Electrificación e industria
En esa línea, el consejero delegado de Iberdrola España sostuvo que el debate energético suele concentrarse en los centros de datos, pero que detrás de estas infraestructuras hay una transformación más amplia de la economía. «Detrás de los centros de proceso de datos hay industria», afirmó, al señalar que la digitalización y la robotización de procesos productivos exigirán consumos eléctricos cada vez mayores y una red capaz de absorber ese crecimiento.
«Si nosotros no somos capaces de abastecer de energía eléctrica a la industria, el crecimiento está condicionado», advirtió el directivo, reforzando la idea de que la capacidad de red será determinante para consolidar el atractivo de España como destino inversor en un contexto europeo marcado por incertidumbre geopolítica y volatilidad de los mercados energéticos.
Ruiz-Tagle defendió que España estaría afrontando esa coyuntura «en mucho mejores condiciones que el resto de países de Europa» desde el punto de vista eléctrico, pero insistió en que el país necesita acelerar decisiones para no perder el momento. «Aquí deberíamos tener las puertas abiertas, aquí debería sobrar capacidad de red para recibir gente», afirmó.
El directivo también reclamó cambios regulatorios para facilitar el desarrollo de infraestructuras eléctricas, al recordar el carácter regulado del negocio de redes. «Esto es un negocio mil por cien regulado.

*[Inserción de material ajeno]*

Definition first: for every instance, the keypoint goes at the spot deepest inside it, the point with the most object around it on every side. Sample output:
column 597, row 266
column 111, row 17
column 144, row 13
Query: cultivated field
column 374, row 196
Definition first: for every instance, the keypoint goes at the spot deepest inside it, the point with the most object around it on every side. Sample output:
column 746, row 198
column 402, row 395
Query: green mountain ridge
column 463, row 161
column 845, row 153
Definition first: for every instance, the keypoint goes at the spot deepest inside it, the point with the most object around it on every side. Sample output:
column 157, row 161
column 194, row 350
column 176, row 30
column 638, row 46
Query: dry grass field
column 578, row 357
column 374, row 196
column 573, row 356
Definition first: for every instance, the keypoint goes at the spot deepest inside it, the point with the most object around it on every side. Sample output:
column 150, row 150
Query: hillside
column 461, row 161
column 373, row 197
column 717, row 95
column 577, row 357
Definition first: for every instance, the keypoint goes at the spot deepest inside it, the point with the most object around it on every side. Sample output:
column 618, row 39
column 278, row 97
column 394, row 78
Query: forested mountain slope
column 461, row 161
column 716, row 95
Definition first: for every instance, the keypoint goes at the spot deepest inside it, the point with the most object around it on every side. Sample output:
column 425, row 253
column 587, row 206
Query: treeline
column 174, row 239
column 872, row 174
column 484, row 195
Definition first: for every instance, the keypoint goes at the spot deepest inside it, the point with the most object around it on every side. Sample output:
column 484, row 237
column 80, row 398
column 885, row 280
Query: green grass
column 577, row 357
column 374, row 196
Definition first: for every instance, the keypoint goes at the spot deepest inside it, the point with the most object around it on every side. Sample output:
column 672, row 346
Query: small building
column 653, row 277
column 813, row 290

Yo no puedo invertir más. Es así», señaló, en referencia a los límites que condicionan el ritmo inversor. Aun así, defendió que el sector cuenta con capacidad financiera para aumentar significativamente la inversión si el marco lo permite y apuntó al objetivo de transformar denegaciones en nuevas conexiones. «Estamos trabajando para resolver los no y convertirlos en sí», concluyó.
La advertencia llega en un momento en el que el crecimiento de la generación renovable, la electrificación industrial, el desarrollo de centros de datos y el impulso de nuevas actividades intensivas en consumo eléctrico elevan la presión sobre unas infraestructuras que, según el directivo, requieren una actualización urgente para sostener el crecimiento y aprovechar la ventaja competitiva del sistema eléctrico español.